For decades, progress in family law has been slow, notwithstanding the best of intentions. Judges, social workers, court officials and lawyers have been trying to improve family law, especially in the interests of children.
In the spring of 2013, The Canadian Forum on Civil Justice and its related National Action Committee on Access to Justice in Civil and Family Matters issued four reports, which can be read at www.cfcj-fcjc.org
The reports are:
- Report of the Court Process Simplification Working Group
- Report of the Access to Legal Services Working Group
- Report of the Prevention, Triage and Referral Working Group
- Report of the Family Justice Working Group
The Canadian Forum on Civil Justice (CFCJ) is “a national non-profit organization that has been dedicated to advancing civil justice reform through research and advocacy since 1998. CFCJ strives to make the civil justice system more accessible, effective and sustainable by leading and participating in projects that place the citizen at the center of our civil justice system.”
The National Action Committee acknowledges that Canadians have been having the same conversation for decades. People need to act on recommendations. The Action Committee, various other experts, and I all agree we must quickly and efficiently determine what needs to be changed, decide how it should be changed, even if only a few steps at a time, and then change it.

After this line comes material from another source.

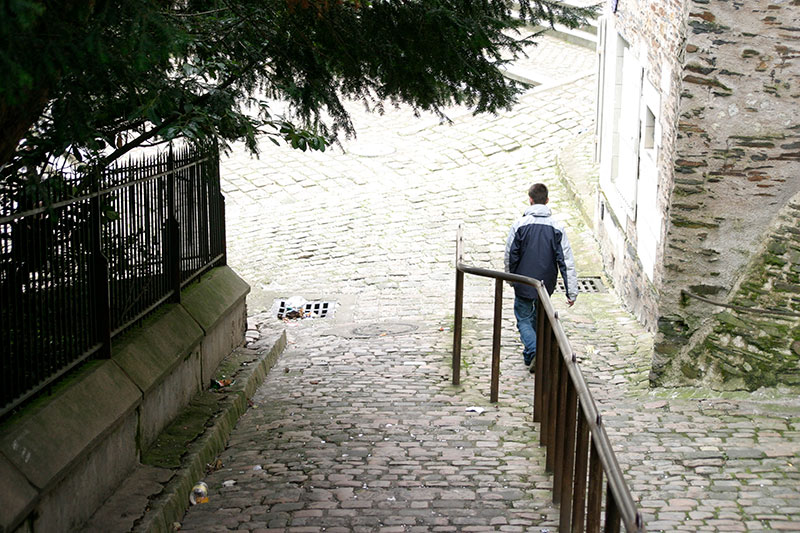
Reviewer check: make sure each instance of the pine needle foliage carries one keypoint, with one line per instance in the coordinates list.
(89, 80)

Judges do not make laws. It’s Time For Justice is aimed at politicians and civil servants, who are the people able to turn needed changes into bills for passing in federal and provincial parliaments or into new rules or regulations for proclamation. Politicians and civil servants can also change attitudes and approaches by governments.
Family law lawyers, divorcing spouses, individual judges, court administrators, expert witnesses, social workers, mediators and arbitrators, and professional bodies all need to participate. Quickly and efficiently.
What am I advocating?
I want to reinforce, strengthen, or change many areas of family law, as now practised and administered in Canada, and particularly in Ontario. I cannot do this by myself, and am looking for help.

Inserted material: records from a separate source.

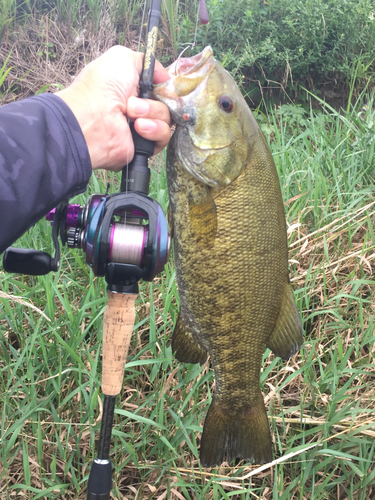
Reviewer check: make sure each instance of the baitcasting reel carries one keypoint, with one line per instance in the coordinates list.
(124, 237)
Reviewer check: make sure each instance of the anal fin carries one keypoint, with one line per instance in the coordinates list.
(186, 349)
(243, 435)
(287, 337)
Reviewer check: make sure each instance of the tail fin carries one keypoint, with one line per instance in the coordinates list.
(242, 435)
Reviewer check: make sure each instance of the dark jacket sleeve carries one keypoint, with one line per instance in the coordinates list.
(43, 160)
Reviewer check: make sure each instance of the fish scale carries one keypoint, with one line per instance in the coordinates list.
(230, 249)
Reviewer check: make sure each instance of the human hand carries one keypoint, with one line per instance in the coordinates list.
(103, 95)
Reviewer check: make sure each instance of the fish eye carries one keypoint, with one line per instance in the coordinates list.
(226, 103)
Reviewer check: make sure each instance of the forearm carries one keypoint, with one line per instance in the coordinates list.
(43, 160)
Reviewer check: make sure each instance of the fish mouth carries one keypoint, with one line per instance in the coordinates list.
(195, 66)
(187, 73)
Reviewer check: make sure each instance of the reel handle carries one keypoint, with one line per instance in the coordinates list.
(28, 261)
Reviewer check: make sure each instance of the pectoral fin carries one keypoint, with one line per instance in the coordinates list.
(203, 216)
(186, 349)
(287, 336)
(170, 221)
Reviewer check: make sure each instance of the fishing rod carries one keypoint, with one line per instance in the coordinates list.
(125, 238)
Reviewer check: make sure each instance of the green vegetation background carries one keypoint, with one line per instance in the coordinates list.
(321, 403)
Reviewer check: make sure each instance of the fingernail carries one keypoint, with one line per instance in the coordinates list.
(140, 106)
(146, 125)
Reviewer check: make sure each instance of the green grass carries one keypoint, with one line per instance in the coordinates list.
(320, 403)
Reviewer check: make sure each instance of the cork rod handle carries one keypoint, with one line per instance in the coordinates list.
(118, 325)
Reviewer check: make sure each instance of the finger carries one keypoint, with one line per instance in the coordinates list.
(147, 108)
(154, 130)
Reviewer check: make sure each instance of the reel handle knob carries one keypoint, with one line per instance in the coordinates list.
(28, 261)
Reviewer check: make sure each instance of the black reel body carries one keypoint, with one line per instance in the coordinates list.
(124, 237)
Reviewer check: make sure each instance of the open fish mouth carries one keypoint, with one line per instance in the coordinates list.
(193, 66)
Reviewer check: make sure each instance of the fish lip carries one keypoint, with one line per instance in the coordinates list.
(185, 66)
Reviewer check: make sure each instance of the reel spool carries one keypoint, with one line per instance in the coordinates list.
(124, 237)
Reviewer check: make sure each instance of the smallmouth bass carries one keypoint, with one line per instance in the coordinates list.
(230, 249)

In this and future editions of It’s Time For Justice to be published over the next 18 months, I will put forward my own ideas and I will ask for ideas from people inside and outside the legal world. With respect, I urge politicians and journalists to adopt two roles here, even though we do not normally think of politicians and journalists as being “family law stakeholders.”Politicians and journalists who want to make Canada a better place in which to live are key to successfully improving access.
First, we need ideas. Part of the job of politicians is to think of improvements in how Canada is governed. I’m nudging you towards thinking of better family law governance. Everyone in Canada is affected directly or indirectly by family law.

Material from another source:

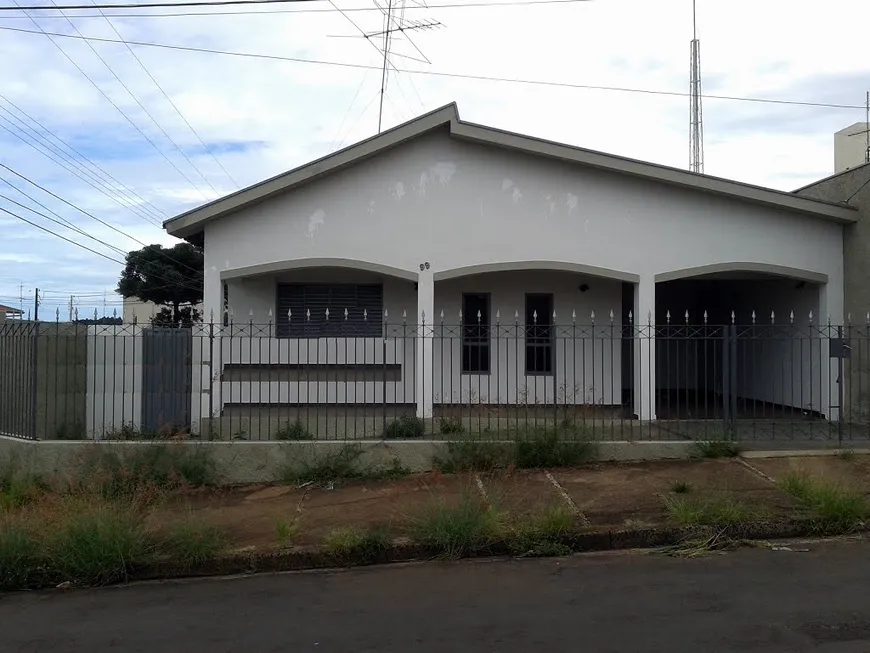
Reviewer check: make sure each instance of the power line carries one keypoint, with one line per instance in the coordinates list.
(433, 73)
(105, 95)
(105, 188)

Part of the job of journalists is to think up ways Canadian life can be improved. Good journalists go interview people and do their own analysis, and run stories that lead to positive change. The news pages, the feature pages, and the comment pages, whether print, broadcast or web pages, are all involved.
Second, Canada needs new or revamped laws. For a lot of my ideas from It’s Time For Justice to come into play, laws must be changed, and that’s where politicians come in.
I urge politicians to come into this discussion not as “whipped members” with a yea or nay as ordered by a party leader. Instead, please act as the elected representative, federal or provincial, of the men and women, and the children, of your ridings and of the entire country.
Just because 9-year-olds can’t vote doesn’t mean the local MP, MPP, or MLA does not represent them when laws about their parents’ split and their futures are being improved, or stalled.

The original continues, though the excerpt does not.